Petitioners' position is that the expiration of the period of limitations precludes issuance of a timely notice under section 6223(d)(2) and automatically invokes the remedy provision set forth in section 6223(e) under which partnership items are converted to nonpartnership items. Thus, under petitioners' theory, the expiration of the period of limitations under section 6229 automatically causes the conversion of partnership items to non-partnership items, pursuant to section 6223(e), and is one of the events described by section 6231(b). To the contrary, however, it is evident from section 6226(d), quoted above, that the expiration of the period of limitations is not one of the events described by section 6231(b) under which partnership items are converted to nonpartnership items. This is evident from the fact that the period of limitations on assessment is referred to in section 6226(d)(1)(B), whereas the events under which partnership items become nonpartnership items are referred to in section 6226(d)(1)(A).

Finally, we must say a word about the position of the other parties to this case, participating partners Wayne H. Caldwell and John P. Haddock, Jr., and intervening partner Bill R. Denny. Intervening partner Denny has joined the pleadings filed by petitioners. He has presented nothing other than the arguments advanced by petitioners, discussed above. Participating partner John P. Haddock, Jr., did not appear at the hearing and has not filed any pleadings.

The brief filed by Mr. Caldwell adopts the arguments of petitioners, discussed above. In considering those arguments, we note that it is doubtful that the factual assertions underlying petitioners' arguments apply to Mr. Caldwell. First, it is undisputed that Mr. Caldwell signed an open-ended extension of the period of limitations on assessment on Form 872-O. Even if Mr. Caldwell was not the tax matters partner or authorized by the partnership to enter into such an agreement, as petitioners contend, the agreement on Form 872-O executed by Mr. Caldwell would seem to have the effect of extending the period of limitations in Mr. Caldwell's individual case. See sec. 6229(b)(1)(A). Mr. Caldwell does not address this issue. Second, it is undisputed that the notice of FPAA was sent to Mr. Caldwell and was received by him before the expiration of the period of limitations, as extended by the agreement on Form 872-O.
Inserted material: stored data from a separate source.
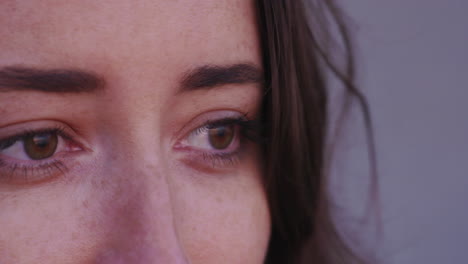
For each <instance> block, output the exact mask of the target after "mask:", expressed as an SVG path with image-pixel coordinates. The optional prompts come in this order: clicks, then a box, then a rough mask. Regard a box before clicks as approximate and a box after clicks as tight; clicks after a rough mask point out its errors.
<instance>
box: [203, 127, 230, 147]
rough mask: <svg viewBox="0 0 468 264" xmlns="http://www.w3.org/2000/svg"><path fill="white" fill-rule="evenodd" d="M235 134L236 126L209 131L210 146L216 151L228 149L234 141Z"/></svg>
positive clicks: (224, 127)
mask: <svg viewBox="0 0 468 264" xmlns="http://www.w3.org/2000/svg"><path fill="white" fill-rule="evenodd" d="M234 132H235V128H234V126H220V127H215V128H210V129H209V130H208V137H209V141H210V145H211V146H212V147H213V148H215V149H225V148H227V147H228V146H229V145H230V144H231V142H232V140H233V139H234Z"/></svg>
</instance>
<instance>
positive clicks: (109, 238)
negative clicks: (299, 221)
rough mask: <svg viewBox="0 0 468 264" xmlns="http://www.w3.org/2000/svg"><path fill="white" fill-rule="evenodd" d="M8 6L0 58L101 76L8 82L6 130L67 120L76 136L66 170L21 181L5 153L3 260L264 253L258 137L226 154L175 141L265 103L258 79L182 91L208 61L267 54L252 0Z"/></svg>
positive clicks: (21, 180)
mask: <svg viewBox="0 0 468 264" xmlns="http://www.w3.org/2000/svg"><path fill="white" fill-rule="evenodd" d="M0 13H1V14H0V36H2V37H1V38H0V50H1V53H0V67H6V66H11V65H26V66H28V67H34V68H38V69H61V68H73V69H80V70H83V71H86V72H92V73H94V74H96V75H99V76H101V77H102V79H103V80H105V87H103V88H102V89H101V90H99V91H96V92H92V93H79V94H74V93H66V94H58V93H45V92H39V91H26V90H24V91H17V90H14V89H12V90H9V91H3V92H0V139H1V138H4V137H6V136H10V134H9V133H12V131H20V130H25V129H34V128H43V127H48V126H51V125H57V124H58V125H60V126H62V127H66V129H67V131H71V133H72V135H73V142H74V143H70V144H72V147H70V148H68V149H65V150H64V151H63V152H62V154H61V155H62V156H61V159H62V161H63V163H64V165H65V166H66V168H67V169H66V171H65V172H64V173H58V172H56V173H53V175H51V176H50V177H45V178H43V179H41V180H37V181H36V180H31V181H30V182H24V181H22V179H16V181H15V180H12V179H9V180H6V179H7V178H8V177H7V175H8V173H9V172H8V171H7V168H6V167H5V166H0V178H2V177H3V179H2V180H1V181H0V226H1V232H0V263H70V264H71V263H262V262H263V259H264V256H265V253H266V249H267V245H268V239H269V236H270V231H269V230H270V216H269V211H268V205H267V202H266V198H265V192H264V189H263V186H262V181H261V175H262V171H261V166H260V164H261V162H260V158H259V157H258V151H257V147H256V145H255V144H253V143H248V144H246V145H245V146H244V147H243V148H244V150H243V151H242V155H241V156H240V157H239V158H238V159H237V160H235V161H232V162H224V163H222V164H221V163H218V162H213V161H209V160H205V159H203V158H200V157H199V156H200V155H198V156H197V155H192V154H193V153H190V152H186V151H183V150H180V149H178V148H177V147H176V146H177V144H178V143H180V142H184V140H185V139H186V135H187V134H189V133H190V132H191V131H193V130H195V129H197V128H198V127H200V126H201V125H203V124H204V123H203V122H205V121H206V119H207V118H208V117H210V119H211V118H217V117H218V116H219V117H220V118H222V117H223V115H224V114H225V113H226V111H228V112H229V113H230V114H246V115H247V117H248V118H255V116H256V114H258V108H259V105H260V101H261V95H262V91H261V87H260V85H258V84H254V83H248V84H228V85H222V86H219V87H214V88H211V89H204V90H197V91H188V92H180V91H179V90H178V87H179V85H180V80H181V78H182V77H183V75H184V74H185V73H186V72H187V71H190V70H191V69H193V68H194V67H197V66H199V65H206V64H209V65H230V64H236V63H249V64H252V65H256V66H258V67H260V65H261V58H260V50H259V40H258V34H257V32H256V24H255V23H256V22H255V13H254V6H253V3H252V2H251V1H248V0H203V1H194V0H179V1H162V0H161V1H159V0H140V1H133V0H116V1H112V2H109V1H92V0H79V1H78V0H77V1H52V0H47V1H2V2H1V3H0ZM67 144H68V143H67ZM2 155H3V158H5V154H4V153H3V154H2V153H1V152H0V159H1V158H2ZM10 161H11V159H10ZM28 162H31V161H28ZM28 164H29V163H28ZM31 164H33V163H31ZM29 174H30V175H29V177H30V178H31V179H34V177H33V172H30V173H29Z"/></svg>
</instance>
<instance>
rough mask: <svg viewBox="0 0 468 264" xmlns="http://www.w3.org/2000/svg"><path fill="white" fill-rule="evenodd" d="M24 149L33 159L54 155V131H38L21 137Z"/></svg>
mask: <svg viewBox="0 0 468 264" xmlns="http://www.w3.org/2000/svg"><path fill="white" fill-rule="evenodd" d="M23 144H24V151H25V152H26V154H27V155H28V157H29V158H31V159H33V160H41V159H47V158H49V157H51V156H52V155H54V153H55V150H56V149H57V145H58V136H57V134H56V133H40V134H35V135H32V136H28V137H26V138H24V139H23Z"/></svg>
In order to bolster his argument that the period of limitations had expired, Mr. Caldwell argues that the agreement to extend the period of limitations on Form 872-O was not valid because the Appeals officer who signed the agreement on behalf of respondent, Mr. Norstrud, did not have authority to do so. We need not resolve this issue. As discussed above, it is unnecessary to find whether the period of limitations had actually expired before the notice of FPAA was mailed to notice partners. This is because we reject petitioners' contention that the period of limitations on assessment is incorporated within the period for mailing the notice of FPAA to notice partners, prescribed by section 6223(d)(2).

For reasons discussed above,

An order and order of dismissal will be entered granting respondent's motion to dismiss for lack of jurisdiction and denying petitioners' cross-motion.